Evidence in the show was that the Cardassians had forced labor camps because they didn't feel like paying workers market rate wages, not generally speaking because they were convicted of a crime.
That's just it, though - what evidence? We never heard of any other camp save Gallitep, and we never heard of Gallitep
producing anything besides suffering.
It was made pretty clear in the show that Bajorans were forced to work against their will, which is pretty much the definition of slavery.

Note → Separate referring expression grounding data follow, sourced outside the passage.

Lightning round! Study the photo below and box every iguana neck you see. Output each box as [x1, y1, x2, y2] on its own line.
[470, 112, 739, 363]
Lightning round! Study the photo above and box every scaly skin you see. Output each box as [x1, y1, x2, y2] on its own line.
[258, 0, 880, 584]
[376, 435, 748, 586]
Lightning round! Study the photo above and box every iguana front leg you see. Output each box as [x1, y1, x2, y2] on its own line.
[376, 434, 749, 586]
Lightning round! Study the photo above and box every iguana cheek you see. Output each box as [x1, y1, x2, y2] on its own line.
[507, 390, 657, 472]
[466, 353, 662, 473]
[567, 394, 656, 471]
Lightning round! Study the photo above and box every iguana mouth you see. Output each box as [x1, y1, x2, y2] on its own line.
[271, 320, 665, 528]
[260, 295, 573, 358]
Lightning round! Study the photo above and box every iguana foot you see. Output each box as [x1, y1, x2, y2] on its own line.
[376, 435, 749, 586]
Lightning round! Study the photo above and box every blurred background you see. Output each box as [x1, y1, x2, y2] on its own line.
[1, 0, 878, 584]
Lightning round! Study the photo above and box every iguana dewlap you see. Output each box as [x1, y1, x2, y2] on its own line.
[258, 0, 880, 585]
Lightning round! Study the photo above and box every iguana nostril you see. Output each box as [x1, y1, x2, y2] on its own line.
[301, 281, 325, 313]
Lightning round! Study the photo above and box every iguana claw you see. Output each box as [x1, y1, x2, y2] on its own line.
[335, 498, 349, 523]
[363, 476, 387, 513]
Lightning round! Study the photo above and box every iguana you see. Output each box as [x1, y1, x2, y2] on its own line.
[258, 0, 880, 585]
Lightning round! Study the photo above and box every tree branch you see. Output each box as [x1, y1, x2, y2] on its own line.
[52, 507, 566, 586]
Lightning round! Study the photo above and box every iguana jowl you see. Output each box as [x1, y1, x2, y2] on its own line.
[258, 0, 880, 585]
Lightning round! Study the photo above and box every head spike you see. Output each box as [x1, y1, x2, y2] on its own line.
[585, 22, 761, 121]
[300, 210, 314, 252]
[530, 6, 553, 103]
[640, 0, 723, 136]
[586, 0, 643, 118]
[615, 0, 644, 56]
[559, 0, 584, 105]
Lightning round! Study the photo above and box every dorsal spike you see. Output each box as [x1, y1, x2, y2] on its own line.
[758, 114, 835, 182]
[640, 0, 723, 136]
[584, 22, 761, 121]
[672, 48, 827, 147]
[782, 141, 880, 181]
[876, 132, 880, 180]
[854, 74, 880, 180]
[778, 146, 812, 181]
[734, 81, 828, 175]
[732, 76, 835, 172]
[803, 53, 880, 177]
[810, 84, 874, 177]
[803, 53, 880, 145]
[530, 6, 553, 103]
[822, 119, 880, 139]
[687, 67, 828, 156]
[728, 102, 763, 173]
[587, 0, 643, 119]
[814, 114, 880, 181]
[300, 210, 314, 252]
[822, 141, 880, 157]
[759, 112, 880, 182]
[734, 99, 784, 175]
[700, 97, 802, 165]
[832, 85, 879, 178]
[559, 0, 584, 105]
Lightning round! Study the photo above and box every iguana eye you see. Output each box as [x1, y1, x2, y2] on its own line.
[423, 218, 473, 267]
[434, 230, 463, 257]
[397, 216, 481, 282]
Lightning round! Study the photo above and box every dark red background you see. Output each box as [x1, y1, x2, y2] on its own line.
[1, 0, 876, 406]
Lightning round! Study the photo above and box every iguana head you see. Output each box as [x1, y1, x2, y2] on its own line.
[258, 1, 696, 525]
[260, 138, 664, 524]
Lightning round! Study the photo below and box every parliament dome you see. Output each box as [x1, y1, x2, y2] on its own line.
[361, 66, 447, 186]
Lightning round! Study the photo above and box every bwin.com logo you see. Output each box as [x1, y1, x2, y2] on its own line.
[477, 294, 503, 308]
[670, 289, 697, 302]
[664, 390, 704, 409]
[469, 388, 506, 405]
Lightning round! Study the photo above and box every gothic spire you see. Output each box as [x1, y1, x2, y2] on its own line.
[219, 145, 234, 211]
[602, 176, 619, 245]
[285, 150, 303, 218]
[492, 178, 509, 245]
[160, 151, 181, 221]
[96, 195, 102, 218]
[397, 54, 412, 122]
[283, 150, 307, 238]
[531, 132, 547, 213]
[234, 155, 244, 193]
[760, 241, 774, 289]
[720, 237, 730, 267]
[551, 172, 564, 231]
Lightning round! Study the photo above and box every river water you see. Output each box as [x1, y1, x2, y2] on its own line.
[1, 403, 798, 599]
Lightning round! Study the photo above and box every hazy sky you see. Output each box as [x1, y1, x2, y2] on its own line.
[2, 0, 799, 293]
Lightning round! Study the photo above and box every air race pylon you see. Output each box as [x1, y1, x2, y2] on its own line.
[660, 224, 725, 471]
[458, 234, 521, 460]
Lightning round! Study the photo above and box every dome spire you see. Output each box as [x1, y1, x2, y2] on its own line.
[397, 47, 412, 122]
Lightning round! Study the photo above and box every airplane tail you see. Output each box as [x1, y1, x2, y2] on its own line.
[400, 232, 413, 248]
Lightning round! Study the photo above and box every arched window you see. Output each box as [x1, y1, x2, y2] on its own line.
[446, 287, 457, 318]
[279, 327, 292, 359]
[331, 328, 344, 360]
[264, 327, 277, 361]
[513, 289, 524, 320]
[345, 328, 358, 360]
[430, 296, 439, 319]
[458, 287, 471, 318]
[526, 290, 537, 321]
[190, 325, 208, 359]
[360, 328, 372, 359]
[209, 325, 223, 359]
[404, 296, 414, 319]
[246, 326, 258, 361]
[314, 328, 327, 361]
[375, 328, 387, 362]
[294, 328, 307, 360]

No, it's the definition of forced labor. That may befall slaves or prisoners, or people who are both, POWs, whatever. And "Bajorans" above only applies to the people imprisoned at Gallitep -
we never heard of any others!
Maybe in some cases they were paid sustenance wages, which is irrelevant because they clearly did not have the option to refuse.
Kira's cover identity in "Necessary Evil" did have options, ones highly incompatible with traditional concepts of slavery.
The Cardassians invaded a country with a weaker military and then took whatever they wanted from the planet and dominated their entire culture. You can nitpick specific examples and argue the definition of slavery, but it doesn't change the fact of one culture dominating another culture against their will.
Oh, I have no desire to contradict the first sentence above. I'm just disgusted by wanton misuse of terms such as "slavery" or "rape" or "murder" in ways that randomly shift moral and legal responsibility.
About 'Wrongs Darker'. Again, quibbling about the definition of slavery.
Nope. Just saying that accusing the Cardassians of it is not even telling half the story - it's shifting blame from those in factual charge of the slavery.
Women were taken from their families and told 'If you become our willing sex slave your family will be delivered from the poverty that we inflicted on them'. There is no reasonable definition of consent that matches this.
Actually, most of the world's marriages work that way here on Earth today. Except for the "we inflicted" part, which can be argued case by case, but certainly the haves enslaving the have-nots this way
can be given partial responsibility for "inflicting". Otherwise, they wouldn't have!
Consent in general is fiction - people work for wages because they would suffer and die without those wages, seek company because they would suffer and die alone, etc. Legal and moral systems are built on the quantitative degrees found in consent or lack thereof, and no system assumes or requires consent in its abstract pure form, that devoid of factual coercion. Basing absolute statements on the absolute abstraction simply makes for hollow accusations.
There's no suggestion in Duet that Gallitep was a prison camp, I don't know where you even come up with that. It was pretty clear in the script that the selection criteria for Gallitep was just that the Bajorans might be good at the job.
The episode featured no mention whatsoever on how people ended up there. All of Marriza's lies and exaggerations, all of his apologies and dubious testimonies regarded how people were treated
once they were already in. Ditto for Kira's one-liners.
It's just that there only was one Gallitep, and it produced nothing we know of besides corpses. The only quotas "Gul Darhe'el" was supposed to meet were his own ones for orderliness and suffering.
Coercion is a form of aggression, and resistance against this is clear cut self defense.
Which is why gunning down cops is such an accepted practice.
The Bajoran resistance is no more evil than the French resistance during the Nazi occupation
Which isn't saying much, considering how much evil the French did to the French under that particular banner.
or the founding fathers resistance against the British
Same caveat.
To defend the Cardassians requires the justification of 'Might makes right', which is ridiculous.
Nope. To defend the Cardassians against fictitious charges basically only takes moral courage. A Nazi murderer may be headed for the gallows, but that doesn't mean an additional and baseless charge of enslaving his housemaid should be dumped on him (and buried with him, leaving the actual injustice utterly unaddressed).